Configuration	FIDg ↓	MPJPE ↓	Note
VAE	18.99	230.21	Posterior collapse, over-smoothing
RVQ-VAE (w PM)	26.98	138.28	Rugged discrete codebook manifold
HFSQ (w/o PM)	10.46	132.19	Lacks progressive masking, lower realism
HFSQ (w PM, Ours)	7.63	132.99	Full model

Key Findings¶

HFSQ's fixed scalar grid provides a "smoother" manifold for diffusion than RVQ-VAE's discrete codebooks.
Progressive masking is a trade-off: it prioritizes realism (FIDg) over minor MPJPE improvements.
Smaller Dense Sliding Window strides are critical for coherence: increasing stride from 4 to 64 significantly degrades FIDcd and BED.

Highlights & Insights¶

"Diffusion-Friendly Manifolds": The performance gap between FSQ and VQ is attributed to latent topology (ordinal scalar grids vs. semantically discontinuous indices) rather than just capacity.
Decoder as a Kinematic Smoother: Instead of explicit post-process stitching, BLC embeds "phase-invariant transition" priors into the decoder during training, allowing it to implicitly stitch parallel blocks.
Hierarchical CFG: Combining HFSQ with LDCFG allows for orthogonal "artistic knobs" to adjust structure and detail independently.

Limitations & Future Work¶

HFSQ layers lack explicit semantic labeling, reducing interpretability for users.
Finger motions were excluded due to noise in the DD100 dataset.
Generalization is only verified on DD100. Future work aims for narrative-driven choreography and emotional expression.

vs Duolando: Duolando uses single-scale VQ-VAE + autoregressive sampling, resulting in higher IPR (17.42%) and slower inference (4.41s).

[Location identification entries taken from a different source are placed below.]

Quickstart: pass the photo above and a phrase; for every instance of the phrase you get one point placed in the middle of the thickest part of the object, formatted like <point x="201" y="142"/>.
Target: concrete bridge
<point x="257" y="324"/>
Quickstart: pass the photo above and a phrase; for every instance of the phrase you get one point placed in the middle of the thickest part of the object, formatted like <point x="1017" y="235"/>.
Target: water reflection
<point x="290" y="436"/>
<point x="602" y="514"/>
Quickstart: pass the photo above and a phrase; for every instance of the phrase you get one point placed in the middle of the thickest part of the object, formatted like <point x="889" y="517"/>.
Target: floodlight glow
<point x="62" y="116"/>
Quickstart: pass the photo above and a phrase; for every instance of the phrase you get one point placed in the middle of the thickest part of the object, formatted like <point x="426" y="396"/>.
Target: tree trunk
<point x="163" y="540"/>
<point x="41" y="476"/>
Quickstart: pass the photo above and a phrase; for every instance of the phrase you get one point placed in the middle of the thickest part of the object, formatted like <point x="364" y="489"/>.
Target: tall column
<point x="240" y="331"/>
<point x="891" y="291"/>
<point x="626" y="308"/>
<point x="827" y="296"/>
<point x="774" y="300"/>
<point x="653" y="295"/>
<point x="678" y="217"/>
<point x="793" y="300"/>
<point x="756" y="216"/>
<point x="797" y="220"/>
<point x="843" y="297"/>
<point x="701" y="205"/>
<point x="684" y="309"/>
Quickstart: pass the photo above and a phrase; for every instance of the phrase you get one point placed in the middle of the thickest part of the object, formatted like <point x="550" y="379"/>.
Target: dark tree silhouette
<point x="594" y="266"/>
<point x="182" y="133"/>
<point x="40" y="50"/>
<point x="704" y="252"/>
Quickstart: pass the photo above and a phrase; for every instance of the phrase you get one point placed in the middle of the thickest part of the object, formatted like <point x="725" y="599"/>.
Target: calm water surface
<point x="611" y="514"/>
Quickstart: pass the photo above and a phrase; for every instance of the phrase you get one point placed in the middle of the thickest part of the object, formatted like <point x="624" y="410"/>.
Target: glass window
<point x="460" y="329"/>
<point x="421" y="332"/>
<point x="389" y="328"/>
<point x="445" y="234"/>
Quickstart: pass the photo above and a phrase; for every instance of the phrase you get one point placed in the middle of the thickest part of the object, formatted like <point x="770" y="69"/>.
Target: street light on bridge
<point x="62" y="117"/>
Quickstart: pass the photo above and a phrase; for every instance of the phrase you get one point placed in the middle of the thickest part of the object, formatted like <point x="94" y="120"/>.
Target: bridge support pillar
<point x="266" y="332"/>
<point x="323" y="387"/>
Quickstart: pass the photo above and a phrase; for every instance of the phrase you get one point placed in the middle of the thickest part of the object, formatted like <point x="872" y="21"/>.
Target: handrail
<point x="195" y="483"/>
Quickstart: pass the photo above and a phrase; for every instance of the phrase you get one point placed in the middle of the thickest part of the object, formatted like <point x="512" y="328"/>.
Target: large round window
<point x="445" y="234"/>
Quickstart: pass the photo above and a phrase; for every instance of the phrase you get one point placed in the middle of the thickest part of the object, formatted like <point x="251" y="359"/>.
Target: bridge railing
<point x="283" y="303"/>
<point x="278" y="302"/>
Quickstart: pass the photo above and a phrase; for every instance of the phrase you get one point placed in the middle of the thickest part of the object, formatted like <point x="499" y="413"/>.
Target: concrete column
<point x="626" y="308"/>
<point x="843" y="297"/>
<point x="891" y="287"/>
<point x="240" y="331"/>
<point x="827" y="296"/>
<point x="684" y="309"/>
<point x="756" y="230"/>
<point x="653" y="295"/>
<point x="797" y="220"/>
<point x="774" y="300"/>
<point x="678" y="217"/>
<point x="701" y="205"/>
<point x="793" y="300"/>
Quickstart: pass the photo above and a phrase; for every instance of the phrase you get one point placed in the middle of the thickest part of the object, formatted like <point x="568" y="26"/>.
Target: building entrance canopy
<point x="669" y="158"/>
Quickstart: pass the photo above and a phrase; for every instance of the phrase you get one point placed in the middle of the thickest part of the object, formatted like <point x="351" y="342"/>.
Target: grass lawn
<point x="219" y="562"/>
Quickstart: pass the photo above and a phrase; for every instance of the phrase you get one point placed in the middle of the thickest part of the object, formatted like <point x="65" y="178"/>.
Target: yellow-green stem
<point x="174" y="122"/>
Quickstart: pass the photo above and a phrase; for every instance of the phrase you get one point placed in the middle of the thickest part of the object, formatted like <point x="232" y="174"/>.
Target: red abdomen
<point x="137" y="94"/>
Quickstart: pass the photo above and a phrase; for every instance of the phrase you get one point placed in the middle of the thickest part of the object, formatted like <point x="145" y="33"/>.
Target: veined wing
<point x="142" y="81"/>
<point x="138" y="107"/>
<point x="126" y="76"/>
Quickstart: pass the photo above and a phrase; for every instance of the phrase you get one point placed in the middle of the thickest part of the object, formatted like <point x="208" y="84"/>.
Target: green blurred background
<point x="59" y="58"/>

ReactDance improves quality and speed via HFSQ and BLC.
vs Lodge / EDGE: Lodge uses rigid temporal hierarchies, and EDGE uses inefficient iterative inpainting. ReactDance achieves efficient parallelism by embedding temporal context directly into the representation.

Rating¶

Novelty: ⭐⭐⭐⭐⭐ HFSQ + BLC + LDCFG targetedly address RDG's core pain points in a principled manner.
Experimental Thoroughness: ⭐⭐⭐⭐ Extensive metrics and user studies, though limited to a single dataset.
Writing Quality: ⭐⭐⭐⭐⭐ Excellent motivation derived from dance theory; clear methodology.
Value: ⭐⭐⭐⭐⭐ High utility for virtual avatars and HCI; advances parallel sequence generation.